Se detuvo para ver qué hacían. El agua goteaba por la gorra de béisbol, el chubasquero y las botas enlodadas y caía en la alfombra de espuma. James Spader estaba en un despacho, hablando con una tía a la que no reconoció.
– Me he cargado a unos doscientos bicharracos de esos. ¿Entiendes lo que te digo? -le dijo Davey a James Spader con su mejor acento sureño.
Pero Spader simplemente no le hizo caso, siguió hablando con la tía. Davey cogió el mando de encima de la cama y apuntó al televisor.
– Sí, bueno, yo tampoco te necesito, ¿entiendes lo que te digo?
Cambió los canales. Ahora vio a dos tipos que no conocía, cara a cara, discutiendo. Clic. James Gandolfino caminaba entre los coches de un concesionario Mercedes-Benz hacia una mujer guapa de pelo largo y negro.
Davey hizo zapping y el hombre desapareció. Recorrió un buen número de canales, pero no parecía haber nadie interesado en hablar con él. Así que fue a la nevera.
– Voy a pillarme una birra del minibar -anunció.

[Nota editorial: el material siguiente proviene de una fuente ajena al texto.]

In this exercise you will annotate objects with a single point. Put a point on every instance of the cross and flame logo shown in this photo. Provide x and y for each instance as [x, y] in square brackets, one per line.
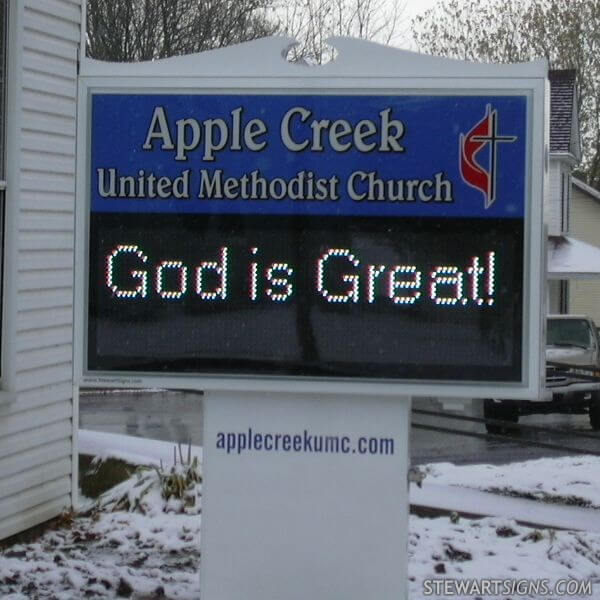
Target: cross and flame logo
[483, 134]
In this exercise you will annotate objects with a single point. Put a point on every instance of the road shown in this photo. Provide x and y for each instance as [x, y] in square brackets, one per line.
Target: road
[177, 417]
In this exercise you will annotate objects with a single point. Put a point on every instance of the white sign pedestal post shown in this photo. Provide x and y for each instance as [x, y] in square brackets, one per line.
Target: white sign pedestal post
[305, 496]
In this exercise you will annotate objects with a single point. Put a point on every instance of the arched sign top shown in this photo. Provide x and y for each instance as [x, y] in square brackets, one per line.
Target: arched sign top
[356, 58]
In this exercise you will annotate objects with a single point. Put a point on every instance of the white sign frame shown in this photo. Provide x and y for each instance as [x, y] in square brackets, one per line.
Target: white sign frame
[362, 68]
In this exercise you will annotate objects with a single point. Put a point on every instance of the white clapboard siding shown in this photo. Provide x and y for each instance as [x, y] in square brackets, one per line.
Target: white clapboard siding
[38, 514]
[584, 294]
[37, 426]
[552, 208]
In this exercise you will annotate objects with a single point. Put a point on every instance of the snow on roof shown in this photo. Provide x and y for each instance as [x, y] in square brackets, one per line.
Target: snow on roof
[569, 258]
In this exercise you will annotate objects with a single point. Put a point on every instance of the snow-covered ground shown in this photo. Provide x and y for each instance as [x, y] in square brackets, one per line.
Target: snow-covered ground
[152, 554]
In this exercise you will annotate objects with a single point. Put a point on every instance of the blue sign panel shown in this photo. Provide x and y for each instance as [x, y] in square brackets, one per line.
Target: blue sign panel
[322, 236]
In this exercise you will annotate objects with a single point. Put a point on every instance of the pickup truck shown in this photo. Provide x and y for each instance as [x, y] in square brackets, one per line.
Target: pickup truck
[572, 375]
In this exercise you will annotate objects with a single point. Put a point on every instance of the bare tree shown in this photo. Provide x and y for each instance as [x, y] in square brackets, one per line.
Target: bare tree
[134, 30]
[311, 22]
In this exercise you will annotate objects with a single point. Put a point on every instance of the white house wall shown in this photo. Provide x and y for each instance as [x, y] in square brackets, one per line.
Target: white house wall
[559, 171]
[37, 424]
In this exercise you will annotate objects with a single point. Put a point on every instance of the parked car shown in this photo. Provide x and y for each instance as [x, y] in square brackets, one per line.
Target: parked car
[572, 375]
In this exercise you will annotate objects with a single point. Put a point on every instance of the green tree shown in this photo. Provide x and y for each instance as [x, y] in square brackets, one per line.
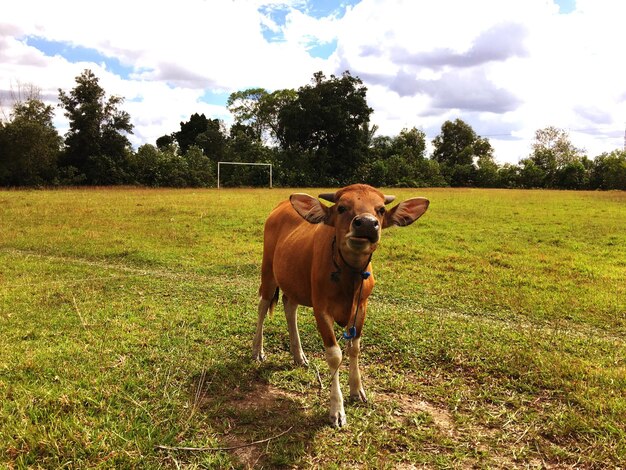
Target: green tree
[29, 144]
[96, 143]
[457, 148]
[207, 134]
[552, 151]
[327, 125]
[609, 171]
[259, 109]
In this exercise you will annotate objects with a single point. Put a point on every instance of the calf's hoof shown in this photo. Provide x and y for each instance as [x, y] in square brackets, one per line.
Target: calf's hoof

Sacó una coca-cola, la abrió con una mano, se bebió media lata y luego se sentó en la cama y eructó. Su reloj marcaba las 2.21. Estaba muy despierto. Quería charlar con alguien, hablarle de todos los conejos que él y su padre habían matado aquella noche.
– El tema es éste -dijo Davey, y volvió a eructar.
Miró en los bolsillos de su chubasquero, sacó un par de cartuchos de escopeta de verdad y después colgó el impermeable en el perchero de la puerta. Se sentó a los pies de la cama, cansado, como había visto que hacía Clint cuando se quitaba las botas, y tiró al suelo las suyas, primero una y después la otra.
Luego, acarició los dos cartuchos no gastados.
– Llevan tu nombre escrito -le informó a Sean Penn, que caminaba hacia él; pero Sean Penn tampoco estaba de humor para charlas.
Entonces, Davey se acordó. Había alguien que sí hablaría con él. Se arrodilló en el suelo, alargó la mano debajo de la cama para coger el walkie-talkie y subió la antena al máximo. «¡Criiinc!»
Pulsó el botón de «Escuchar» y oyó el crujido de las interferencias. Luego, lo intentó con el botón de «Hablar».